Geçen hafta Belçika’daydım. İşkencenin soruşturulması ve belgelenmesi için yararlı bir kılavuz olarak kabul edilen İstanbul Protokolü hakkında farkındalık geliştirmek amacıyla 2 yıl önce başlayan ART-IP çalışmasının son toplantısı Leuven Üniversitesi’nde yapıldı. Avusturya, Belçika, Çekoslovakya, Yunanistan, Slovenya ve Almanya’dan üniversite ve değişik merkezlerin işbirliği ile eğitim ve farkındalık çalışmalarının bir bölümü tamamlanmış oldu. Uzaktan eğitim çalışmalarının yanı sıra bir kitap hazırlığı da sürdürülüyor.

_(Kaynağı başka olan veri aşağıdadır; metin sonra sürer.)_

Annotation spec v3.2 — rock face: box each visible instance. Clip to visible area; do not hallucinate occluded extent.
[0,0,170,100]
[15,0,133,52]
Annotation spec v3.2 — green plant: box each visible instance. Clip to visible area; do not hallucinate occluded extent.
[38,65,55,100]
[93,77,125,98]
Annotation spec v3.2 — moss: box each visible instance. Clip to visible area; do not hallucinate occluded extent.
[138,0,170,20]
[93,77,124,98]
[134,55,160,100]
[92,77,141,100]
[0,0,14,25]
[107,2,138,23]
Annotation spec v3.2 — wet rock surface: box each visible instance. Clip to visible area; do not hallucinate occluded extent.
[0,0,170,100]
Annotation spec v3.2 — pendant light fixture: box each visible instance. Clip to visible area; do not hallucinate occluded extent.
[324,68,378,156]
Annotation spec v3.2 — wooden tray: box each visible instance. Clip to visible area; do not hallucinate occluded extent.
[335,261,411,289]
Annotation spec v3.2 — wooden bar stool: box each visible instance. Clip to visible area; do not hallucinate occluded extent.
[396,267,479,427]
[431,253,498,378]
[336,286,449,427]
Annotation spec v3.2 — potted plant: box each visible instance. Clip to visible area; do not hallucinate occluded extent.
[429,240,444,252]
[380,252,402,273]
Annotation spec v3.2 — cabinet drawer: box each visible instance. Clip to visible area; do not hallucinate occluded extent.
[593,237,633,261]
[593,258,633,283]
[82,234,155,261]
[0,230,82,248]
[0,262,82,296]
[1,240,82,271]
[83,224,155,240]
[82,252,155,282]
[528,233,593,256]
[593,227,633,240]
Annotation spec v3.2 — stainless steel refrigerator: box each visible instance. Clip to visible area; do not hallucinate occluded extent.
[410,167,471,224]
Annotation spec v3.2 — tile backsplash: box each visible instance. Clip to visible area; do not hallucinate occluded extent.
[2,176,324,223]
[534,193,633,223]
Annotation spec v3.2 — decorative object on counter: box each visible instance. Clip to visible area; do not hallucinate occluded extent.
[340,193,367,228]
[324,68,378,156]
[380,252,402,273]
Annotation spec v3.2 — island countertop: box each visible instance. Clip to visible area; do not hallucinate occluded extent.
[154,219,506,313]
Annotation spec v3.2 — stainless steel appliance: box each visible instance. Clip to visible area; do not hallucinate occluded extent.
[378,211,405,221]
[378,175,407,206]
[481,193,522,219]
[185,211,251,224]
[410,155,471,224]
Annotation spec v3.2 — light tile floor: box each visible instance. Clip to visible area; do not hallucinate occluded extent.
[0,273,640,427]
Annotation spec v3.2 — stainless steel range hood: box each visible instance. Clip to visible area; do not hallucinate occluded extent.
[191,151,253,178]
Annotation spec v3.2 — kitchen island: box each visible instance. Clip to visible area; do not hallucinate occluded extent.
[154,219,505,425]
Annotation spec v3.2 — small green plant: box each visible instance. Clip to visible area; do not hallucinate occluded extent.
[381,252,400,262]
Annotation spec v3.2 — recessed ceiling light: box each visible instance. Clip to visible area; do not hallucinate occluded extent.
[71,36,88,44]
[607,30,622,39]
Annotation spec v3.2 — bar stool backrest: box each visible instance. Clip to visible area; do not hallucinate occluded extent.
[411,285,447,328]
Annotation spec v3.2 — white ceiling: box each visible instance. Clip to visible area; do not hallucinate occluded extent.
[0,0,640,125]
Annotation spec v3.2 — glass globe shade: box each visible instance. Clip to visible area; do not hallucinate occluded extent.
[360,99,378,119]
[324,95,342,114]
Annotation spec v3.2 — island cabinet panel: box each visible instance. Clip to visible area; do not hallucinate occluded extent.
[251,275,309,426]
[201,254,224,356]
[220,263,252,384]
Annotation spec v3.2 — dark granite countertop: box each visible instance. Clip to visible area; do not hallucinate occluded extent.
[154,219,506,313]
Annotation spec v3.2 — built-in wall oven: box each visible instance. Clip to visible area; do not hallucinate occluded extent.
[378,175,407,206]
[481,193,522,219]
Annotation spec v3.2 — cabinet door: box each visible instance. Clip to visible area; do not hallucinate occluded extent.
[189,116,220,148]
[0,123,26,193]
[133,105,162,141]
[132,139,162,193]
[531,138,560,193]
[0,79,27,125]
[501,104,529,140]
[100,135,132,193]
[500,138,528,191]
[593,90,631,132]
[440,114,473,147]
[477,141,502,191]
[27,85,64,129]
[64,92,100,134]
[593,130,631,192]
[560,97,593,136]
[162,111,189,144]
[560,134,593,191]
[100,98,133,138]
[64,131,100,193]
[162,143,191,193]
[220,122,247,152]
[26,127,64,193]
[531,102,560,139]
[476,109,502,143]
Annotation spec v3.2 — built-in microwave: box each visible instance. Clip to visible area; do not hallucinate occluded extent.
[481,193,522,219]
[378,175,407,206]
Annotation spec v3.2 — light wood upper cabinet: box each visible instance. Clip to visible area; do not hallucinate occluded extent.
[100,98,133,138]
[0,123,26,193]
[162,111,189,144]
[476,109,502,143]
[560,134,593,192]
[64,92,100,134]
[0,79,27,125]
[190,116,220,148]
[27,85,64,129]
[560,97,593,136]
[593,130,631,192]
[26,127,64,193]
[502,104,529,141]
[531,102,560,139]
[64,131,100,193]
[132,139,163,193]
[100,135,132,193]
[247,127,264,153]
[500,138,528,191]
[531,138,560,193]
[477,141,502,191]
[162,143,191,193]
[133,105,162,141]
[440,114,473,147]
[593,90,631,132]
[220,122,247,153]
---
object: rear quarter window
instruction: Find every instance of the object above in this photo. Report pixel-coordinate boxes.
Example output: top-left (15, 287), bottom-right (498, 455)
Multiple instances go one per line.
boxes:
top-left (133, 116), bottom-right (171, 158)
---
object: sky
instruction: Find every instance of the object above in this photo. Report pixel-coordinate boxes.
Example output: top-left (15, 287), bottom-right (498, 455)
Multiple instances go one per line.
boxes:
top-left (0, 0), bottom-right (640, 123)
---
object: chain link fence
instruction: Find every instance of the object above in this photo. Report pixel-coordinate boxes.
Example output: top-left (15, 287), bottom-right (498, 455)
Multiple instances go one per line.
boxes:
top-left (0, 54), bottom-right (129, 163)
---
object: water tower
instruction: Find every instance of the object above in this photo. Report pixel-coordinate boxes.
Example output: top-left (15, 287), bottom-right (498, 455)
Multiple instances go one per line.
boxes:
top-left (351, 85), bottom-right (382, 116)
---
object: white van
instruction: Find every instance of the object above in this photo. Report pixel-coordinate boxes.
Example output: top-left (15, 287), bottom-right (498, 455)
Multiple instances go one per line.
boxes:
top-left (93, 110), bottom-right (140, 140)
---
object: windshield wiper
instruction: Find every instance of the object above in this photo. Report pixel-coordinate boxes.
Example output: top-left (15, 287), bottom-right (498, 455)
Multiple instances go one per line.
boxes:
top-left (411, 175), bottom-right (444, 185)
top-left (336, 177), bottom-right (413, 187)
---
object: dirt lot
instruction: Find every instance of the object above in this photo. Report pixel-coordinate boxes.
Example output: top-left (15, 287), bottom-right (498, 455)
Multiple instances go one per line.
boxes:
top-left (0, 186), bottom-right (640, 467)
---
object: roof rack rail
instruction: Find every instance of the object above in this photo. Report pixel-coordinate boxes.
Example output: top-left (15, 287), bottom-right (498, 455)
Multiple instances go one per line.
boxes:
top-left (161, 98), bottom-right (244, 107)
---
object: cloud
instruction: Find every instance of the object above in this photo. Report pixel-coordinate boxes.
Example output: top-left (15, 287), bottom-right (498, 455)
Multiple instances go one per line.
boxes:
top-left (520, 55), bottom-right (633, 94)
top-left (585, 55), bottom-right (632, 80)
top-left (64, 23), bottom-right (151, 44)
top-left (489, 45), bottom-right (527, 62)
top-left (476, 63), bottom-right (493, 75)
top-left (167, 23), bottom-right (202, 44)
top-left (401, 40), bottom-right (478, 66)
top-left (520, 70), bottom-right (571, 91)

Çalışmanın katılımcılarından Erlangen Üniversitesi Tıp Fakültesi Tıbbi Etik Bölümü 2011 yılında, Tıp Barış ödülünü almak için gittiğimde, İstanbul Protokolü’nün Almanca çevirisini tamamlayıp basmıştı. Avrupa Birliği Leonardo Projesi kapsamındaki bu çalışmanın önemli ürünlerinden birisi de bu kitabın Almanca basımıydı. Birleşmiş Milletler Genel Kurulu tarafından onaylanıp, bir kılavuz olarak basımının üzerinden geçen 14 yıl boyunca dünyanın tüm kıtalarında ve pek çok ülkesinde üniversiteler İstanbul Protokolünü eğitim programlarına koyma, insan hakları örgütleri de bu alanda çalışanların eğitimleri için yüz yüze ve uzaktan eğitim modelleri geliştirme konusunda çalışmalarını sürdürdüler.
Belçika’dan döner dönmez aldığım çok üzücü bir haber, beni bu kılavuzun hayallerini kurduğumuz günlere götürdü. Barışın en kuvvetli ihtimal olarak yaşandığı bu Newrozu göremedi sevgili ağbim, öğretmenim, yoldaşım Ata Soyer.
Türk Tabipleri Birliği Beyaz Eylemleri, ama en çok da İnsan Hakları Kolu çalışmalarında tanımıştım sevgili Ata Ağbimizi. Aramızda çok büyük yaş farkı yoktu ama o hepimizin Ata Ağbisiydi işte. TTB Genel Sekreteri olduğu dönemde Türkiye’de adli tıp ve insan hakları alanında eğitimler yapmak üzere birlikte çalışmaya başladık. Birinci Basamak İçin Adli Hekimlik El Kitabı bu çalışmaların bir sonucu olarak 1998 yılında TTB yayınlarından çıktı. O kitap ve eğitim çalışmaları, Türkiye İnsan Hakları Vakfı, Türk Tabipleri Birliği ve Adli Tıp Uzmanları Derneği’nin o süreçte başlayan işbirliği; uluslar arası alana da yayılarak Physicians for Human Rights (İnsan Hakları için Hekimler) örgütünün de katılımı ve bu örgütlerin öncülüğünde uluslar arası bir kılavuz hazırlıklarını başlattı.
Kısacık ömrüne ne çok, ne güzel işler sığdırmış canım ağbim. Ne çok şey öğretmiş bize. İyi hekimlik değerlerini, sağlıkta eşitsizliğin bedellerini, toplumcu hekimlik anlayışını ve hekimliğin insan hakları mücadelesindeki rolünü ama en çok da insan olmayı. İnanılmaz üretkenliği ve çalışkanlığı ile yazdığı onlarca kitap öğretmeye devam edecek gelen yeni kuşaklara. O sıcacık gülüşünü, dostluğunu, yapılacak işler zamanında yetişmezse çattığı kaşlarıyla o içten kızgınlıklarını göremeyecekler ama bu dünyada bıraktığı hoş sedayı her zaman duyacaklar.
Onu bu Newrozda uğurladık. Hepimiz kendimizce. Etik ve İnsan Hakları dersim nedeniyle uğurlamak için Ankara’da olamadım ama, o bizimle İstanbul’daydı. Öğrencilerimle tanıştırdım Ata Ağbimizi. Her dersimde genç meslektaşlarımızla tanışmaya devam edecek. Yalnız bu topraklarda değil, eğitim için gittiğimiz bütün ülkelerde, dünyanın dört bir yanından meslektaşımızla anmayı sürdüreceğiz adını. Sedası baki kalacak bu gökkubbede.